In each of the half-hour episodes, Samrah talks to men and women who refuse to keep to themselves their dealings with societal challenges:

Episode 1: Are you sure your mother is okay?

Several studies across the world suggest that nearly half the stay-at-home mothers are struggling silently with depression. Lack of acknowledgement, support and emotional validation keeps affecting them for years.  Complaining is often not an option for a mother lest she is called a “drama queen”.  Have we, even as adults, ever asked if our mothers are struggling too? 

Episode 2: I hate being a man

Masculinity is routinely associated with power, authority and control – but how do men cope with those expectations?  Samrah’s guests discuss the pressures, the responsibilities and the loneliness that are brought into men’s lives through the concepts of masculinity conventional in Asian societies.

Episode 3: Looking for a “good girl” to marry

Can a girl with ambitions and  successful professional career also be a “good homemaker”? Why are so many young professional women subjected to unfair judgement and why do such pressures force so many to choose “traditional”, “conventional” women’s careers.

Episode 4: “A divorced daughter is better than a dead one”

In India and Pakistan thousands of women suffering domestic abuse commit suicide every year. The fear of being stigmatised as a divorcee forces women in abusive marriages to continue suffering. Beneath all the layers, Samrah reveals the effects of this endured struggle on the mental health and wellbeing of the women who don’t get support – and discusses their options.

Episode 5: Boys in pink pyjamas

Samrah questions gender stereotypes and seeks explanations as to why it is important to raise children free from such preconceptions. She speaks to mums who are trying to do just that and who initiate conversations and workshops in schools.

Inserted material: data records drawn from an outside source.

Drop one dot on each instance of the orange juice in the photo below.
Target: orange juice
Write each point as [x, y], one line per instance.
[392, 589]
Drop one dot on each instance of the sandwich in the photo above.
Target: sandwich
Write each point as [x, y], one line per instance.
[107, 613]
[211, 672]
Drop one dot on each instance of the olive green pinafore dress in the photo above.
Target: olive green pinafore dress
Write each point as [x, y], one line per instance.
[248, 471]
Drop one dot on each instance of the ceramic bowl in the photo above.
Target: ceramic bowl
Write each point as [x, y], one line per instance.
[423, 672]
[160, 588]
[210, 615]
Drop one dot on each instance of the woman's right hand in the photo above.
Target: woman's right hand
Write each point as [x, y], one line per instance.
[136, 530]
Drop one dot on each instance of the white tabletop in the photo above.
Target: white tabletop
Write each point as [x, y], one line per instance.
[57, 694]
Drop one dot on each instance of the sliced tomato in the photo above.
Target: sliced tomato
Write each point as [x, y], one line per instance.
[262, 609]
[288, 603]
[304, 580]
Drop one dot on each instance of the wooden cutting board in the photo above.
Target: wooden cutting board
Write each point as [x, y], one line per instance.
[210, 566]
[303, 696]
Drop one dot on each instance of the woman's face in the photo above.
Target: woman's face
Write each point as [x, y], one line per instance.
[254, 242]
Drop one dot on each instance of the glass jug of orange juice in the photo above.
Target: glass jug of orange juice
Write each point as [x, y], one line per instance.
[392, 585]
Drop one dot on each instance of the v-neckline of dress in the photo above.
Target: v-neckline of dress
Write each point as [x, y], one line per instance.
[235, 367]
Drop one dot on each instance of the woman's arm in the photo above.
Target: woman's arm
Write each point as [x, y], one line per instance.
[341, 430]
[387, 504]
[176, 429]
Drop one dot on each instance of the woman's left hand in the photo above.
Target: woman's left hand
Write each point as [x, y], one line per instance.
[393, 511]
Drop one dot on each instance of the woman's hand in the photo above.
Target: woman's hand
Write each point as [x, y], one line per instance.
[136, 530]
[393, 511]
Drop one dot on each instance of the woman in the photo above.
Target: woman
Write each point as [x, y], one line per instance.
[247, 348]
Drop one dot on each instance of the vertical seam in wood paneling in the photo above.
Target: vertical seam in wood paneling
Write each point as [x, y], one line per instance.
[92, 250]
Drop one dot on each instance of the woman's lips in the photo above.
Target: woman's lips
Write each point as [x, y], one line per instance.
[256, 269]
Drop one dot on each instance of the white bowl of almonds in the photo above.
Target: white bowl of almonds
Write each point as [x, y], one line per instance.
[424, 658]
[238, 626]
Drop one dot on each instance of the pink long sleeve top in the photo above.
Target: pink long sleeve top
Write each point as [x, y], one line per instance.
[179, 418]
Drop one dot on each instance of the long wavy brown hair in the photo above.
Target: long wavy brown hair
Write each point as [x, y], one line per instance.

Both language versions of Drama Queen will also be available on audio streaming platforms Spotify and Apple. In Hindi, the series will also be available via the digital audio platforms Gaana and JioSaavn, on Indian FM radio stations Misty (in Siliguri and Gangtok) and Tomato FM (in Kolhapur), via the JioChat and DailyHunt apps and the JioCinema streaming service.  The Urdu version also will be available via Patari, the audio streaming service.